Will a legal enigma dating back more than a quarter of a century be solved? On December 25, 1995, the headless body of Christophe Doire, 28, was found in a ditch in the Allier. Twenty-seven years later, his 56-year-old widow was indicted for “murder”, announced the public prosecutor of Cusset, Eric Neveu, Thursday, June 30. Franceinfo returns to this “cold case”.
A mysterious disappearance after an argument
At the end of 1995, Christophe Doire was employed at the Vichy slaughterhouses. The young father is “a very good hunter and handler of dogs”relates Le Figaro. But sometimes he ventures “on the lands of other hunting societies”, specifies the daily. This can play tricks on him, like this December 15, when his dog Flora is stolen from him by a hunter he frequents. He finds her the next day, says The Parisian.
On the evening of the 16th, at the family home in Cusset (Allier), an argument broke out with his wife about the fall of a working hair dryer in the bathtub where he was. Annoyed, he then goes to his brother. He spends the evening there before returning home at 11:30 p.m. This is the last time he is seen alive.
His wife reported him missing two days later, on December 18, when hunting friends worried that they hadn’t seen him. His car was then found in Cusset, specifies The Dispatch. A week later, then December 25, his headless body was discovered in a ditch by hunters. The man suffered exsanguination and his head, never found since, was severed with a butcher’s tool, recalls Le Figaro.
Two dismissals and an investigation reopened in 2020
At first, the investigators are interested in the middle of the hunters.

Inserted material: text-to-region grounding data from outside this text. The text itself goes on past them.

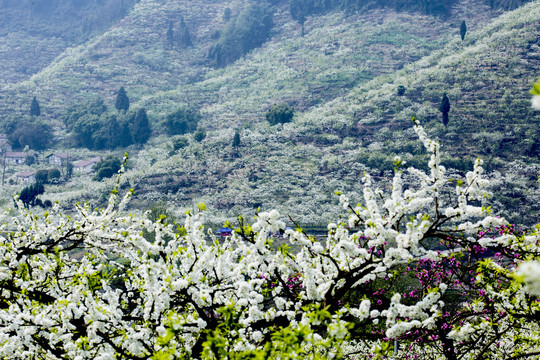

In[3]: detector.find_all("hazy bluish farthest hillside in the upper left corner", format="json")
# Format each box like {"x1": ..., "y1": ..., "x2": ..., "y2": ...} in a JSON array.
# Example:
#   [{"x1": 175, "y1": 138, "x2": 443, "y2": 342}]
[{"x1": 0, "y1": 0, "x2": 135, "y2": 84}]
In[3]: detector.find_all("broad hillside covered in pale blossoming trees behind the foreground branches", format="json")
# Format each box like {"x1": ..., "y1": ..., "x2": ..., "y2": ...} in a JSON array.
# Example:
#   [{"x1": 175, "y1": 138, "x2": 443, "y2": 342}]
[{"x1": 0, "y1": 0, "x2": 540, "y2": 225}]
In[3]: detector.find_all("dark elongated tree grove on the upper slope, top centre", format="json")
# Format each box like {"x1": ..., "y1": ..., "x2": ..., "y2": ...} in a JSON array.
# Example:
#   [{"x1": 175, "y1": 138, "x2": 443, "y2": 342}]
[{"x1": 208, "y1": 0, "x2": 275, "y2": 67}]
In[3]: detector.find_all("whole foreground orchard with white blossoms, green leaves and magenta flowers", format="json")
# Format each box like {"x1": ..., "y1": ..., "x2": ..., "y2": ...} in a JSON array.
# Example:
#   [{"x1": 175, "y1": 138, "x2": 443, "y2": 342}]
[{"x1": 0, "y1": 116, "x2": 540, "y2": 360}]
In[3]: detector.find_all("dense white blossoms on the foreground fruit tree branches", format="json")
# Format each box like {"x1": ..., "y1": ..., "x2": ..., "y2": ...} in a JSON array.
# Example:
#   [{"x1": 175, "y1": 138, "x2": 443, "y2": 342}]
[{"x1": 0, "y1": 125, "x2": 540, "y2": 359}]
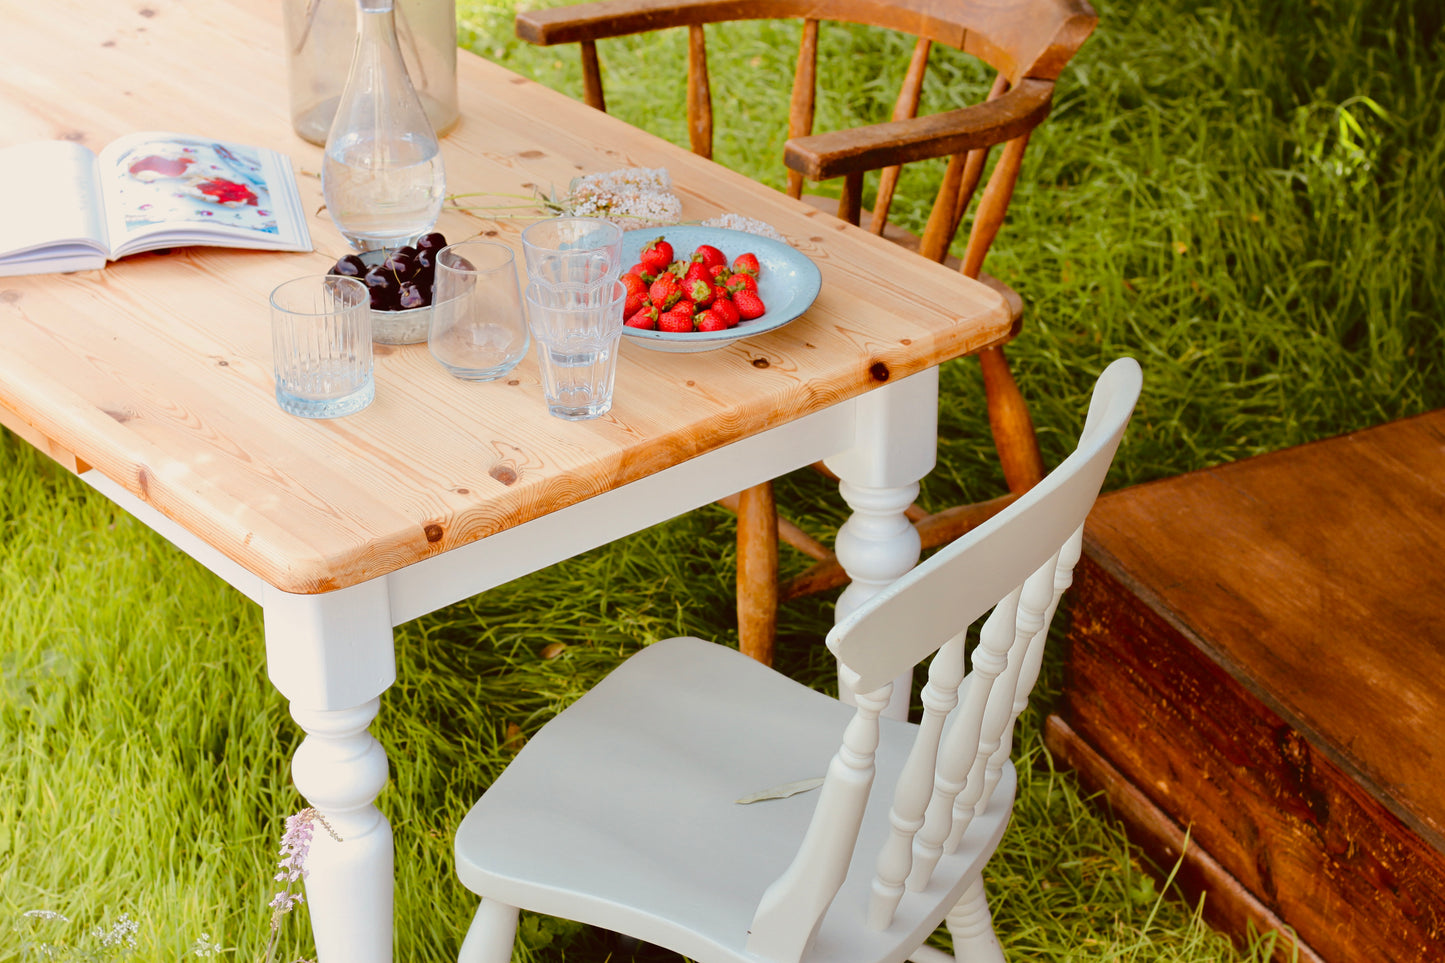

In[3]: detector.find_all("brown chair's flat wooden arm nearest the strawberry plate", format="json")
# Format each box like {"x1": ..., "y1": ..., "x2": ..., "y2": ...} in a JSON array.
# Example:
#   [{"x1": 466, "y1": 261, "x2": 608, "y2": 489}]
[{"x1": 783, "y1": 78, "x2": 1053, "y2": 181}]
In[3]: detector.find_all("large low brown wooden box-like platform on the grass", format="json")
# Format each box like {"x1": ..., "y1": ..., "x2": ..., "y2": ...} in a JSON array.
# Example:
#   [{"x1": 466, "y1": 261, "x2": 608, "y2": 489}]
[{"x1": 1046, "y1": 411, "x2": 1445, "y2": 963}]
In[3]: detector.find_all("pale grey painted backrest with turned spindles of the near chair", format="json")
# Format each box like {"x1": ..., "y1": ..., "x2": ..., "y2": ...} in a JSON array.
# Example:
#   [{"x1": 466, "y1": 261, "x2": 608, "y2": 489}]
[{"x1": 747, "y1": 359, "x2": 1143, "y2": 960}]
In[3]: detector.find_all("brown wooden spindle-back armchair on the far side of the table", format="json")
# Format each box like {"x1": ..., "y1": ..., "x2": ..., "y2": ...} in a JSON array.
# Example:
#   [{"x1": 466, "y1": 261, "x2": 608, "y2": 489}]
[{"x1": 516, "y1": 0, "x2": 1097, "y2": 664}]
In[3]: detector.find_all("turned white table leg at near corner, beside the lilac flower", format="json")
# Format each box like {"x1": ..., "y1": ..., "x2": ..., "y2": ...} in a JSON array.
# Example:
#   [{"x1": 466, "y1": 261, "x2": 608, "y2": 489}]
[{"x1": 264, "y1": 578, "x2": 396, "y2": 963}]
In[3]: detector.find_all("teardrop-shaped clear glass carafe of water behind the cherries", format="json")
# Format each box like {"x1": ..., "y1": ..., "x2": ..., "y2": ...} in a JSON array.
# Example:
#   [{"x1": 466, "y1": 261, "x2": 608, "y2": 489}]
[{"x1": 321, "y1": 0, "x2": 447, "y2": 250}]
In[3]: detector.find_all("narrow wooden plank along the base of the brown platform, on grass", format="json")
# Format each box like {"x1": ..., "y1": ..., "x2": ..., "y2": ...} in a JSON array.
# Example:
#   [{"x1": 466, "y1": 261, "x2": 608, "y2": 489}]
[{"x1": 1043, "y1": 716, "x2": 1324, "y2": 963}]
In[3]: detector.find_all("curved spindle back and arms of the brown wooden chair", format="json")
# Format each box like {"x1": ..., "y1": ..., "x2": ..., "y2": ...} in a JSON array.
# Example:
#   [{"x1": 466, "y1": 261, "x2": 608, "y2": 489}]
[{"x1": 516, "y1": 0, "x2": 1098, "y2": 278}]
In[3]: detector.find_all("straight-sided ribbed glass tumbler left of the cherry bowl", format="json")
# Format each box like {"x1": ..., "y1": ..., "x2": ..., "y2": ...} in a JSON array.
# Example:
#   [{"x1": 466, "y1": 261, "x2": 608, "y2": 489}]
[{"x1": 270, "y1": 275, "x2": 376, "y2": 418}]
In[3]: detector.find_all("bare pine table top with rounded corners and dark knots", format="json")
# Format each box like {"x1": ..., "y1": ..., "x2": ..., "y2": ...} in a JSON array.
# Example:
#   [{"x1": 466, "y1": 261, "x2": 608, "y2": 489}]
[{"x1": 0, "y1": 0, "x2": 1009, "y2": 593}]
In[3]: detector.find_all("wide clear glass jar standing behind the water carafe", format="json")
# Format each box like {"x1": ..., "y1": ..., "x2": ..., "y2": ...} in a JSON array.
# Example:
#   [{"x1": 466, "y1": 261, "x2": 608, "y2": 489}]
[{"x1": 282, "y1": 0, "x2": 460, "y2": 147}]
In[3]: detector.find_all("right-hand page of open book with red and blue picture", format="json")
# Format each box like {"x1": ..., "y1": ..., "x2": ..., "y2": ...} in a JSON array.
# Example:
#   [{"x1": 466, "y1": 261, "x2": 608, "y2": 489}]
[{"x1": 98, "y1": 132, "x2": 311, "y2": 257}]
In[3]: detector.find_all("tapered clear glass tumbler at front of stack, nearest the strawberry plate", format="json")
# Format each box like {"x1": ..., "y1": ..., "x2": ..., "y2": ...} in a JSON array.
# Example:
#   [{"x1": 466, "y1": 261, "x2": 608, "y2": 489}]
[{"x1": 527, "y1": 273, "x2": 627, "y2": 421}]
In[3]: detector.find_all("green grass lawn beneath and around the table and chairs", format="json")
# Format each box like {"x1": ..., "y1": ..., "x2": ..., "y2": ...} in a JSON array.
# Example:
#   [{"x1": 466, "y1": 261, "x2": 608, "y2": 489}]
[{"x1": 0, "y1": 0, "x2": 1445, "y2": 963}]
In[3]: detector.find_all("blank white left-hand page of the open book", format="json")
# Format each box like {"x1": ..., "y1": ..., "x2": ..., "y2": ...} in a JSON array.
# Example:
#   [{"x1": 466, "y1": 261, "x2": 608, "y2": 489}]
[{"x1": 0, "y1": 140, "x2": 108, "y2": 275}]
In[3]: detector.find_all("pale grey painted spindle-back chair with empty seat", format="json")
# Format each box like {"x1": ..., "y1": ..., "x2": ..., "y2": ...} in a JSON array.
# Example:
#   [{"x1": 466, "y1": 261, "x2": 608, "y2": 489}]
[{"x1": 457, "y1": 359, "x2": 1142, "y2": 963}]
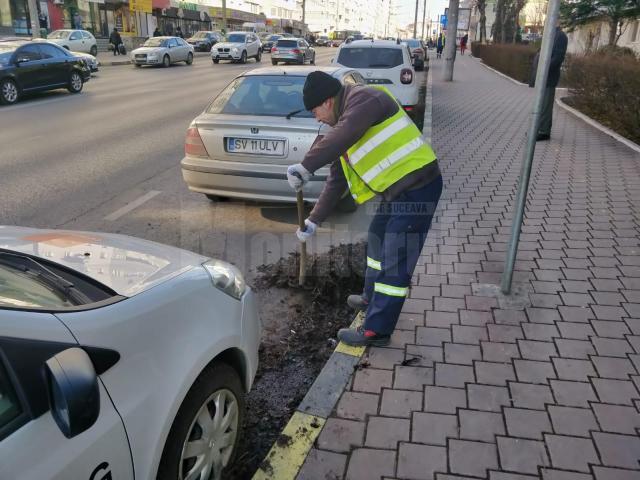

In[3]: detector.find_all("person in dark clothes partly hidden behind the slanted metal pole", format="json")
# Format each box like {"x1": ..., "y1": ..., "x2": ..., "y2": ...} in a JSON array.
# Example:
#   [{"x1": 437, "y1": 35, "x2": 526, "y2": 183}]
[{"x1": 529, "y1": 22, "x2": 569, "y2": 141}]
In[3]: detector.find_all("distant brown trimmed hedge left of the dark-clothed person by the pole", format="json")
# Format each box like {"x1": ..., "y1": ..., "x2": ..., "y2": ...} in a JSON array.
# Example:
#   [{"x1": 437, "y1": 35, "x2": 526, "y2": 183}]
[{"x1": 471, "y1": 42, "x2": 538, "y2": 83}]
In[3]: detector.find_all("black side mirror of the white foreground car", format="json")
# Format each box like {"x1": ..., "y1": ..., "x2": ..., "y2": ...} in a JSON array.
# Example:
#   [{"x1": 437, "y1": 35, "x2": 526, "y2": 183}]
[{"x1": 45, "y1": 347, "x2": 100, "y2": 438}]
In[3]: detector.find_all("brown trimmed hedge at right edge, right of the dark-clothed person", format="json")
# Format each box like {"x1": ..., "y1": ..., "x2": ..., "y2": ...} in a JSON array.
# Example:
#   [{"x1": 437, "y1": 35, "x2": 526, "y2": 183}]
[{"x1": 565, "y1": 52, "x2": 640, "y2": 144}]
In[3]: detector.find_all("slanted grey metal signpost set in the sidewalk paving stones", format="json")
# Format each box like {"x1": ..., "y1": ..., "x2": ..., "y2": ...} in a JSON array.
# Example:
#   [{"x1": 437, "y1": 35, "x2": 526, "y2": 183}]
[{"x1": 500, "y1": 0, "x2": 560, "y2": 295}]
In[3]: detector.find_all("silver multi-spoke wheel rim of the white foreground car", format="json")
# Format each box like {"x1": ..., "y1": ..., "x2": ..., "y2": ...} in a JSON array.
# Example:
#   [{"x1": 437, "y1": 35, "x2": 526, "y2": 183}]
[{"x1": 179, "y1": 389, "x2": 240, "y2": 480}]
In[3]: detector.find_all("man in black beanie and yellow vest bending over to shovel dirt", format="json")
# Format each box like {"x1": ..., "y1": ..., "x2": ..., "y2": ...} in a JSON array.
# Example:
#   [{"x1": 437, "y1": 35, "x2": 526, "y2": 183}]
[{"x1": 287, "y1": 71, "x2": 442, "y2": 346}]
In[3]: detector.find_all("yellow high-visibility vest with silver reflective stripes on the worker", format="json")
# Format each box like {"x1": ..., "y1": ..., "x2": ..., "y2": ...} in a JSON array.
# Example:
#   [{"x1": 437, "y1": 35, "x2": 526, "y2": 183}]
[{"x1": 340, "y1": 86, "x2": 436, "y2": 204}]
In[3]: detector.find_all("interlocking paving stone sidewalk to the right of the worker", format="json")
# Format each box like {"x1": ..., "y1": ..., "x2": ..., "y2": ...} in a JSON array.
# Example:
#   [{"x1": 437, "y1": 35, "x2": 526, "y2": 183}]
[{"x1": 297, "y1": 52, "x2": 640, "y2": 480}]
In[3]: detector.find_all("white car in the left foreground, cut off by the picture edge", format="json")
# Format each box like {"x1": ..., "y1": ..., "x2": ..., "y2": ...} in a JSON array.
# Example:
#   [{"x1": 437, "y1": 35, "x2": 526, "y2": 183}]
[{"x1": 0, "y1": 227, "x2": 260, "y2": 480}]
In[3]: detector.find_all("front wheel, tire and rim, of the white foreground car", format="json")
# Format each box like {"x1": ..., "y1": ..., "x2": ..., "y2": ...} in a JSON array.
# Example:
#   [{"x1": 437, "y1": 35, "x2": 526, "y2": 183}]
[{"x1": 157, "y1": 363, "x2": 245, "y2": 480}]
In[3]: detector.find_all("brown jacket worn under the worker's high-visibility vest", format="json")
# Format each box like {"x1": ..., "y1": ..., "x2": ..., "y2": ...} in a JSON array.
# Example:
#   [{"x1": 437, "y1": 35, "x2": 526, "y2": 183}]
[{"x1": 302, "y1": 85, "x2": 440, "y2": 224}]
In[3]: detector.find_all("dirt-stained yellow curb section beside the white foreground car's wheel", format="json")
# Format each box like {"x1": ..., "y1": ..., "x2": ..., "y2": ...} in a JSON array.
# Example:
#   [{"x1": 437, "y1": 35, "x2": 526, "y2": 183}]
[{"x1": 252, "y1": 412, "x2": 326, "y2": 480}]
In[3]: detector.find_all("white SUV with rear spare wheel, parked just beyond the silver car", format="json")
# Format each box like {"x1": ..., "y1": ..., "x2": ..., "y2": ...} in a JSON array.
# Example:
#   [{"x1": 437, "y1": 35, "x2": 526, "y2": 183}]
[{"x1": 332, "y1": 40, "x2": 419, "y2": 120}]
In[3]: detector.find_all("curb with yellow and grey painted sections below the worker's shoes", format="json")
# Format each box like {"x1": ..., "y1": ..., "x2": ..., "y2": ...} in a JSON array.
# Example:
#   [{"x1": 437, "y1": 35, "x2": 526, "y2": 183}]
[{"x1": 252, "y1": 312, "x2": 366, "y2": 480}]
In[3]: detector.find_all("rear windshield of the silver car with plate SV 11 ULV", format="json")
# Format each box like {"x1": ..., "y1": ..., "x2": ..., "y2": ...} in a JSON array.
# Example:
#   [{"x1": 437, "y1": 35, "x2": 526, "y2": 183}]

The theft of the dog and the violent death put them on this track. The track of a conflict is considered, before being discarded. A first judicial investigation led to a dismissal in 2000. A second judicial investigation opened two years later also led to a dismissal in 2007. Thirteen years later, in May 2020, the investigation was relaunched by the public prosecutor’s office in Cusset to the proofreading of the file. These new investigations lead to the opening of a judicial investigation for “intentional homicide” in November 2021.
A cell of about fifteen investigators, in particular from the research section of Clermont-Ferrand (Puy-de-Dôme), is formed and carries out new hearings and scientific analyses. Samples are taken from certain people around him, dozens of people are interviewed and “numerous technical investigations” are carried out, according to the prosecutor. The body of the victim was even exhumed to carry out new comparative analyses, in particular on the clothes likely to have been worn the evening of his disappearance.
“All the working hypotheses have been considered: the wife, the family, the hunting community, the villainous affair, the romantic relationships of the victim”details the prosecutor of Cusset Eric Neveu. “We brought a fresh look and worked as if we had just discovered the crime scene (…), as if the crime had just been committed”he adds.
“On a criminal analysis, you have to be very humble: sometimes you are lucky, sometimes you are less lucky, but it is easier to investigate with the means that we have in 2022 than in 1995.”
Eric Neveu, prosecutor of Cussetat a press conference
Widow indicted, other possible arrests
The investigators plunged back into the stormy life of the couple as it appeared over the course of the investigations and the hearings. They ended up targeting the victim’s widow, nearly three decades after the murder. While in police custody, she did not “neither denied nor confirmed” the facts, explained the prosecutor.
The magistrate especially noted “its lack of credible explanations” even “his denial, in particular on the situation of his couple”. She “denies conflictual relations with her husband” who nevertheless “stand out from the testimonies and have been highlighted”said Eric Neveu.
Without revealing further the investigation, the prosecutor believes that “serious and consistent clues” put “evidence of his participation in the murder of Christophe Doire”. Even though “the precise circumstances of this acting out require further investigations”note Eric Nephew. The magistrate also reveals that the suspect was able to be helped. Some “elements allow today to consider” that she wouldn’t have acted alone “over the whole process” and “there could be other arrests”, according to him. This 56-year-old woman “incurs a 30-year prison sentence”concluded the prosecutor.